The engraving on the dome translates to ‘our faith is your warning.’ And in the center of the statue were ashes and bones of the victims. Mothers. Uncles. Grandmothers. Brothers. Friends. PEOPLE.
I sat on the ledge and cried. There was nothing else to do. In a few hours, I would be boarding the plane to Israel. I would escape hell, I would be back to reality. But in that moment, I sat on the ledge and cried, next to human ashes of my ancestors. And as twisted as this sounds, I never want to forget what that felt like, what it was like to feel so moved, that you were brought to tears. So, I kept sitting on the ledge. And I kept crying.”
After highlighting and absorbing a few of the many moments experienced on the March of the Living, there is so much more that I now understand and know. But there are also many things that I continue to question and struggle with.
I understand that there is hate in this world; I know that there is also love.
But I have yet to answer the question as to why the good doesn’t always trump the evil.
I understand that too many innocent people died; I know that they are honored and remembered.
But I have yet to answer the question as to what exactly will be my role, not only as a Jew, but as the granddaughter of a Holocaust survivor, in Holocaust education and keeping history alive.
Maybe I’ll write an afterword to my grandmother’s book, The Fifth Diamond, about her life following the war. While the novel tells her story of survival, maybe I’ll tell her story of revival, and about how she is sharing her testimony across the country and impacting every person she has come in contact with.
Maybe I’ll make a hip friend in college who is a film maker and help to adapt a movie script, continuing to educate those on the Holocaust.
Maybe I’ll return to Poland with the future generation of teens with the March of Living as an educator.
Maybe I’ll do all of those things, or none of those things, find something else that clicks.

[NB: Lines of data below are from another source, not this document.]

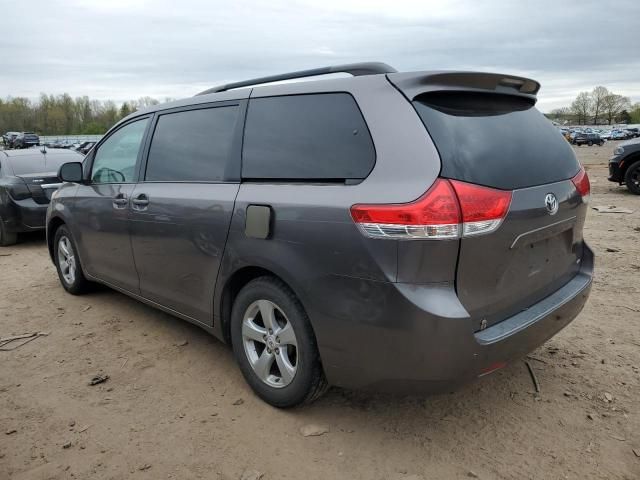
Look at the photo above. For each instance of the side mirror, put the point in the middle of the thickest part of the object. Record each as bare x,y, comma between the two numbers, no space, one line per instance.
71,172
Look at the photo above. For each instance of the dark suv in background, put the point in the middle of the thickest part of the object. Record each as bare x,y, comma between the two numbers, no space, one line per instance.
346,231
28,178
624,166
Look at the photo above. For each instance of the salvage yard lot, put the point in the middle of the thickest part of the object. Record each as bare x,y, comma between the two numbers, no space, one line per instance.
176,406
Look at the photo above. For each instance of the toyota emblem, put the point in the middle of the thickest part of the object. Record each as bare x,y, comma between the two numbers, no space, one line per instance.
551,202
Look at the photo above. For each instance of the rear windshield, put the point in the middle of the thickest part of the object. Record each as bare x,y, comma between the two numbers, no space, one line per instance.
501,141
41,163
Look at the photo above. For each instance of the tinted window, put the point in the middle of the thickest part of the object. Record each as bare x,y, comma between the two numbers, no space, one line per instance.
115,160
25,165
501,141
193,145
319,136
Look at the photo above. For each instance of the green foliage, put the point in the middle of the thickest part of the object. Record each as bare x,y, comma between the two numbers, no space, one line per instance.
63,115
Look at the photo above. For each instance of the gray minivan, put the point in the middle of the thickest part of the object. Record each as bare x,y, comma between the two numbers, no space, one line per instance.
399,231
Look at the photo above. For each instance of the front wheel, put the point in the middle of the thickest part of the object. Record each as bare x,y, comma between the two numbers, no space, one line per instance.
632,178
274,344
67,263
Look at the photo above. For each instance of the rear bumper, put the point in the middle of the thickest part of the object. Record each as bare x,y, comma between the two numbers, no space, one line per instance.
24,215
421,339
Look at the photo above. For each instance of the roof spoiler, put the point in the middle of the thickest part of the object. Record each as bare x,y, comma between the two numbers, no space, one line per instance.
355,69
416,83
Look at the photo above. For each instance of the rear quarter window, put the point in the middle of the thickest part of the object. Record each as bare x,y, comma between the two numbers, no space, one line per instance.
306,137
192,145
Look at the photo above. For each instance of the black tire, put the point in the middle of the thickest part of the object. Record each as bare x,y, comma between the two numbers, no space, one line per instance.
632,178
308,382
79,284
7,238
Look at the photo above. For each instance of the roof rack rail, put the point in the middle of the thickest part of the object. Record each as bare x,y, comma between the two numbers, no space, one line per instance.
355,69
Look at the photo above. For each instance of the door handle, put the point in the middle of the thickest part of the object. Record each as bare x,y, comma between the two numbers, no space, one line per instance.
120,201
140,201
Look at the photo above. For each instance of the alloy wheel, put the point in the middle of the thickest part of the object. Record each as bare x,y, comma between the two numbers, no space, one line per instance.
66,260
270,343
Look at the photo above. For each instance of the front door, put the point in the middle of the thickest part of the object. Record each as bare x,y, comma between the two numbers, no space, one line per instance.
181,209
103,208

I don’t know what my calling will be, but I now know my purpose. After all, it will be up to me and my peers to keep the memories alive after all of the survivors have passed on.
It’s been two months and six days since I left Poland. And each day, instead of allowing the memories to become lost in the routine of everyday life, my thoughts are only becoming more clear and vivid.

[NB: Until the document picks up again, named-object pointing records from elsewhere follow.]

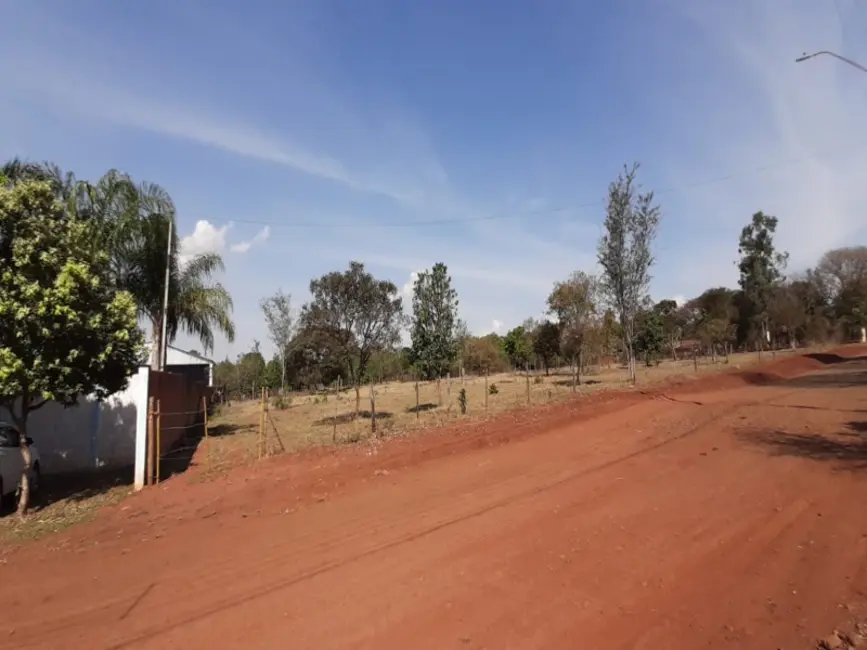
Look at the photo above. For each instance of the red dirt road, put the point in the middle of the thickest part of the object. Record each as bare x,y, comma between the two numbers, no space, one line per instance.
725,513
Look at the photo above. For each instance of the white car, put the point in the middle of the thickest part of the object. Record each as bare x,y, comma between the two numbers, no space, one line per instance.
11,462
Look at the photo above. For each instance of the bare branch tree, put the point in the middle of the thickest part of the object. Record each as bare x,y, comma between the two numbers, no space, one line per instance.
624,253
281,327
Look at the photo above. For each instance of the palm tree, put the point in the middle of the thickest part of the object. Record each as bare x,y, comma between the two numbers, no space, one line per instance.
131,221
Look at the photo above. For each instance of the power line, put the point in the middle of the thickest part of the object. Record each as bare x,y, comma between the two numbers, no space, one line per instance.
517,215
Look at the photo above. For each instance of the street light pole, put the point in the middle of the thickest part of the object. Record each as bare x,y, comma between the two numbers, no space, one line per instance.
835,55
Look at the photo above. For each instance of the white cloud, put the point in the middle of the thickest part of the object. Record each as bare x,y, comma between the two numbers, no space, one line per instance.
767,109
205,238
408,288
244,246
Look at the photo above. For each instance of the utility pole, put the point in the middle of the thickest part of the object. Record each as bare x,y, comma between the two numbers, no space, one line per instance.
854,64
165,347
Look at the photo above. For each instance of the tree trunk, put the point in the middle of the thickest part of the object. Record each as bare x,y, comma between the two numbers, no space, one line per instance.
24,497
156,345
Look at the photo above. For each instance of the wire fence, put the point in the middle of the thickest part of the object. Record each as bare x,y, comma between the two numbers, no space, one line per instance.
248,431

It’s taken me two months and six days to understand. To question. To think. To feel. And ultimately, to process.
I have understood that the purpose is not to hate, but to show what hatred can do. I have questioned what my service to the Jewish people will be. I havethought about the meaning of life, and the limited number of our days. I havefelt more alive than I have in all of my eighteen years of existence, in a place that, ironically, was filled with more death than I have ever known. And ultimately, I am continuing to process flashbacks of barbed wire, crying on friends’ shoulders, and panic attacks inside gas chambers; both through my own eyes, and through my grandmother’s.

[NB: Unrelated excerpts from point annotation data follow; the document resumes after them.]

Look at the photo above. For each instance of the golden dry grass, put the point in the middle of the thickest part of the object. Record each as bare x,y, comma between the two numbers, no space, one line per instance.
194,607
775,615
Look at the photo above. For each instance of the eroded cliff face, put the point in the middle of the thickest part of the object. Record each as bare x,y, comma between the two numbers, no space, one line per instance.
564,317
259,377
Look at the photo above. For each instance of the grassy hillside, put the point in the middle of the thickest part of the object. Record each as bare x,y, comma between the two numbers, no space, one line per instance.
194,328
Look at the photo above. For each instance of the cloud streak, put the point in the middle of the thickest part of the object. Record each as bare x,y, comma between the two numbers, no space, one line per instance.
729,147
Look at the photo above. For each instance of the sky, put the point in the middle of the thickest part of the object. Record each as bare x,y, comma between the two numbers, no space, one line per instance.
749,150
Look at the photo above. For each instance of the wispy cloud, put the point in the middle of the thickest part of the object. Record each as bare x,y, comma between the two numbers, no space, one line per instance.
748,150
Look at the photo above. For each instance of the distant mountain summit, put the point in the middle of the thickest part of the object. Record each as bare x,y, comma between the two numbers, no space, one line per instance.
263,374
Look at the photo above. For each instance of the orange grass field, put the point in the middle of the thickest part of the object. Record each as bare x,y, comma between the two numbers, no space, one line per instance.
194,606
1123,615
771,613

There is not a day that goes by that I don’t think about the March of the Living. Some days, I am sad for lives lost. Other days, I am proud to be a Jew. Every day, it’s different. But every day, there is a significance. Today, that significance was to pick up the pencil and write. To start processing. It wasn’t about elegance or perfection. Some sentences don’t right just yet, and some words are wrong because it’s hard to transfer feelings into vocabulary. But as I am able to process more and more, I’ll be able to explain more and more. To be more and more. After all, today was about the beginning. Today was about telling the story. And who knows? Maybe tomorrow will about getting it right. It’s my start, and I think that’s what counts.
It’s been two months and six days since I left Poland. And today, I picked up the pencil.